La SLN fait face au « mur » du remboursement du prêt de 63 milliards reçu en 2016 – dont 39 venus d’Eramet et 24 de l’État. Théoriquement, les premières traites doivent être versées l’an prochain. Jérôme Fabre ne fait aucun mystère à ce sujet. « On ne va pas pouvoir les payer. C’est notre problématique 2024 », a déclaré vendredi 8 décembre le directeur de la SLN qui, pour prolonger le paiement des salaires, aimerait obtenir des délais supplémentaires pour s’acquitter des impôts et de la part patronale des cotisations sociales.

« En date du 10 novembre, on a ouvert une procédure judiciaire de conciliation pour faire le lien entre toutes les parties prenantes » : actionnaires, Cafat, collectivités… La conciliatrice est « indépendante », insiste Jérôme Fabre. « C’est quelqu’un qui peut dire les choses à notre place. Elle nous aide. »

ERAMET ET L’ÉTAT À L’UNISSON

Eramet, qui répète sa volonté de ne plus mettre un franc dans sa filiale calédonienne, continue en réalité de la soutenir de façon discrète, quoique minimale. Le groupe fournit les garanties financières exigées par le Code de l’environnement de la province Sud, ce qui revient à immobiliser plusieurs milliards de francs utilisables dans le cas de dégradations illégales.

Plus directement, « c’est Eramet qui va payer notre prochain bateau de fioul, indique Jérôme Fabre, et on le remboursera plus tard », à une date qui paraît incertaine. Cette aide de 3 milliards de francs repousse à février la potentielle cessation de paiement. Le géant français des métaux mettra-t-il davantage sur la table ? « S’il n’y a pas de perspective de rentabilité, les usines finiront par fermer », estime Jérôme Fabre.

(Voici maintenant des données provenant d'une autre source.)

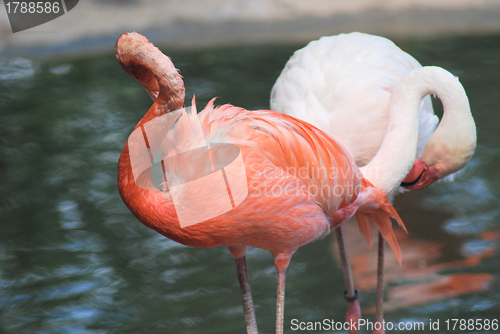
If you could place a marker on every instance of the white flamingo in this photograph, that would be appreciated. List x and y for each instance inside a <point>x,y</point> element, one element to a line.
<point>356,87</point>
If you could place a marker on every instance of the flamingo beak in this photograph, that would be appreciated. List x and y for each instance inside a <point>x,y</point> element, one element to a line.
<point>420,176</point>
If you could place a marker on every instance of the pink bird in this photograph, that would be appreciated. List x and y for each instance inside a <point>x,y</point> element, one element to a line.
<point>365,82</point>
<point>278,152</point>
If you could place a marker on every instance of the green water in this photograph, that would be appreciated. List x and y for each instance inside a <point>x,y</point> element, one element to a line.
<point>73,259</point>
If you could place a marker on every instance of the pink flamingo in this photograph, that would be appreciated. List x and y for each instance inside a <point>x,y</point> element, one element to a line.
<point>273,145</point>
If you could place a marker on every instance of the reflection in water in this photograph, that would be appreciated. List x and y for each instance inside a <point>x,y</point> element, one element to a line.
<point>74,260</point>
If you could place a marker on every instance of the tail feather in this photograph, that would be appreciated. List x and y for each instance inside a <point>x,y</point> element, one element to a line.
<point>373,206</point>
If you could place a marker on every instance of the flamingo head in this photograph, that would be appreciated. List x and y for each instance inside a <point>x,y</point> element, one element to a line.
<point>421,175</point>
<point>440,160</point>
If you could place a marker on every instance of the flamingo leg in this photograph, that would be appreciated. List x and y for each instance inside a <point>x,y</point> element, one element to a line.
<point>280,302</point>
<point>246,295</point>
<point>379,312</point>
<point>351,294</point>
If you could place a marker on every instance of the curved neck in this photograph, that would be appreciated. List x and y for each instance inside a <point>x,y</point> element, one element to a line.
<point>452,144</point>
<point>397,153</point>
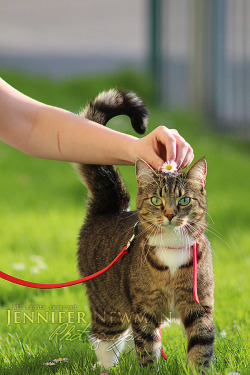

« S’il y a un accord politique », qui impliquerait de la part des indépendantistes des concessions sur la question de l’export de minerai, « cela change la donne ». Sur ce point, Eramet et son propre actionnaire, l’État, sont à l’unisson. La question du soutien à la SLN sera évoquée lors du conseil d’administration du groupe qui aura lieu vendredi à Paris.

Gilles Caprais

Repères

Usine du Sud : le Soenc en appelle à Trafigura

Prony Resources New Caledonia fait face à un risque de cessation de paiement à très court terme. Estimant que l’entreprise a besoin de près de 250 millions de dollars (27 milliards de francs), le Soenc Nickel a lancé le 1er décembre un appel à Trafigura. Actionnaire à 19 %, le géant suisse du négoce des matières premières est « le seul » à pouvoir payer, estime le Soenc.

KNS : Glencore ne veut plus payer seul

Même si la production augmente, Koniambo Nickel se dirige vers un nouvel exercice largement déficitaire, ce qui creusera une dette dépassant déjà 1 600 milliards de francs. Glencore, actionnaire à 49 %, a annoncé sa volonté de « cesser de financer les opérations de l’usine du Nord à à la fin du mois de février si aucune nouvelle solution de financement n’était identifiée ».

Taxes : le Medef veut savoir

Les petites lignes du contrat proposé par Bruno Le Maire parlent de « renoncement à l’amodiation » et de «compensation de toute nouvelle mesure fiscale ». Dans un courrier daté du 12 décembre, le Medef demande au gouvernement de déclarer une « position officielle » sur le sujet, et l’exhorte à « agir immédiatement pour éviter une catastrophe économique et sociale ».